Neon in Vancouver

Unbeknownst to many Vancouverites, this city once boasted the finest display of neon this side of New York. Well, that may be an exaggeration, but the city was definitely bright with “liquid light” — there were 18,000 neon signs in the Lower Mainland in the late 1950s, when the city fathers equated neon with sleaze and ordered them removed.
Most ofthe signs — made in Vancouver by a company that had won one of the early North American licenses for neon, and a number of unlicensed imitators — were dumped. But when local historians revived interest in neon in the late ‘90s, a few collections came out of boxes and basements.
The Vancouver Museum (1100 Chestnut Street, Kitsilano, 604-736-4431) owns some exceptional signs, some ofwhich are on permanent exhibit in the 1950s gallery. They include a Silver Grill Café sign and window outline of dogwood flowers (the provincial flower); a Palm Ice Cream tabletop sign (1945); a garage parking sign (1955); and a sign that hung at a Loggers Employment Agency (1950).
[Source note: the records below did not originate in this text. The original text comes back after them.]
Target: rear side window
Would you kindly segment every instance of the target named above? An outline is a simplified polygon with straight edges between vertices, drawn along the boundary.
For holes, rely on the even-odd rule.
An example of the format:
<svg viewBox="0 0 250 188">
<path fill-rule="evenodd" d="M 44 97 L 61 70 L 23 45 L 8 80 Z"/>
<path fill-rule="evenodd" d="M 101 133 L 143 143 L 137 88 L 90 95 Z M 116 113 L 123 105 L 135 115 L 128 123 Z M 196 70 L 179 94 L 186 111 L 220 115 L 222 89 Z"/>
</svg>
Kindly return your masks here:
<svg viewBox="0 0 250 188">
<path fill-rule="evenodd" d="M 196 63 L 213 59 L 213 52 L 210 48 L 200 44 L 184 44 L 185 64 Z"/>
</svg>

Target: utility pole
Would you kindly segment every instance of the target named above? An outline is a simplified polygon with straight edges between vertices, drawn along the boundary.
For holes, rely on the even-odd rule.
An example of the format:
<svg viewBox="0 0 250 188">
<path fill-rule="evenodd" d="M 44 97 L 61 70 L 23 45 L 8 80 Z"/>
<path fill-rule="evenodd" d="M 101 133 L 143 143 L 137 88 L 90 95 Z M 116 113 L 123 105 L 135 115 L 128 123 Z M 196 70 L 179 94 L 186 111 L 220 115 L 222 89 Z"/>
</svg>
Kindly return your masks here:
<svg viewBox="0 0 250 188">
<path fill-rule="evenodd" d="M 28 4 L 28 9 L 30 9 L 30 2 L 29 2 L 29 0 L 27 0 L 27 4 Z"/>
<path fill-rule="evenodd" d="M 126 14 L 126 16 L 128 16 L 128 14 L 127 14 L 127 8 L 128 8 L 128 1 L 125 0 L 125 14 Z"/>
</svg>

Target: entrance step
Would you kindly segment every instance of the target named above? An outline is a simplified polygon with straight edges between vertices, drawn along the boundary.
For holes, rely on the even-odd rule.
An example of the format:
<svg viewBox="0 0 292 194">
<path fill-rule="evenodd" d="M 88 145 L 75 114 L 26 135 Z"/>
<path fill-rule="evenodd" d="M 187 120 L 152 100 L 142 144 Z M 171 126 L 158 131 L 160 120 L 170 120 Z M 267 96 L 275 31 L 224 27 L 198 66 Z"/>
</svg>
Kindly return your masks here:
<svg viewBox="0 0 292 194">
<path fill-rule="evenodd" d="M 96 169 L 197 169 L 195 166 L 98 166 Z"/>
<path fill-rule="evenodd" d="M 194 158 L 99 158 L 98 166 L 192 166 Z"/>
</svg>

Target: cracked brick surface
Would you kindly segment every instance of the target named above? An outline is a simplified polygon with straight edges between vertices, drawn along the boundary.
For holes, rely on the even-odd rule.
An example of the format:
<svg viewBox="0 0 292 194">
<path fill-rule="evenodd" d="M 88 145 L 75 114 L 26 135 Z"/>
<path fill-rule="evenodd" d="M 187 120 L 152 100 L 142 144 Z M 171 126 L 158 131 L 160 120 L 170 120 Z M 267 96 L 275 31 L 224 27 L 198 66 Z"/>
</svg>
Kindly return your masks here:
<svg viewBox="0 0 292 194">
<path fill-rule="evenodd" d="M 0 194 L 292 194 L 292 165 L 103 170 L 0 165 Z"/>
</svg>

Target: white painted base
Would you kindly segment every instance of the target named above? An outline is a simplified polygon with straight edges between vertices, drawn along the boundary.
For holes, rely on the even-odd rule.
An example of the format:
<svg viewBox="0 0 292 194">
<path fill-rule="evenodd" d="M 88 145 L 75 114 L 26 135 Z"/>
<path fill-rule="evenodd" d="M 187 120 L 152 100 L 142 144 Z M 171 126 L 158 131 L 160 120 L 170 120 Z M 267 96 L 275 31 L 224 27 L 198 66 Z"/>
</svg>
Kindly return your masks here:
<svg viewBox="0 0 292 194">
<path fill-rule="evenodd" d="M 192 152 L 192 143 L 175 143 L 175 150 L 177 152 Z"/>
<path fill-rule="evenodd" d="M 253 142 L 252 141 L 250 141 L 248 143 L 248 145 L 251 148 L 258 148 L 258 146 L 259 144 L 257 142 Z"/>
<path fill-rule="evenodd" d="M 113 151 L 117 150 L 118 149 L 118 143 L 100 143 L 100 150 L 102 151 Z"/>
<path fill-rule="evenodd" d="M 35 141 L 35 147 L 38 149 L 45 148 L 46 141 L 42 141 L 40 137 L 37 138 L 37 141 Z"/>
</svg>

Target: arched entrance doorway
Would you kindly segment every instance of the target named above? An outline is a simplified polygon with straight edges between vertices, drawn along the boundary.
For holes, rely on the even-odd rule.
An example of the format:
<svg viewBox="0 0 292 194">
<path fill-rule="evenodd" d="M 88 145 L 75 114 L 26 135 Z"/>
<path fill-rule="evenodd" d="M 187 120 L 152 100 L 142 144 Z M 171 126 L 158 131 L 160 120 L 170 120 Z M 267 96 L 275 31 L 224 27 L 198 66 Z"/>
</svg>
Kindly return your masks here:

The museum co-hosts occasional tours of the remaining neon signs in the city. While the coach will swing down Granville Street for a look at the notable sign on the Vogue Theatre, among others, it may also take in what was arguably the city’s most remarkable neon — the huge, vertical “Niagara” hotel sign, complete with plummeting falls. A few years ago, Ramada bought the hotel (435 West Pender Street) and replaced the Niagara name with its own, rendering the sign something of an absurdity.
A fine piece of restored neon fronts Dunn’s Tailors (480 Granville Street, Downtown). And just east of Main Street, the Ovaltine Café ( 251 East Hastings Street, next to a hotel whose sign reads “crackheads and junkies need not apply,” East Vancouver) has long been presided over by a hanging swirl and inward-pointing arrow perfect in scale and style.
A neon sign, said to cost an unspeakable amount, has gone up over the newest Café Crepe (874 Granville Street, Downtown, 604-806-0845). There is general rejoicing about this next step in the revival of the city’s neon — and in a stylish font at that!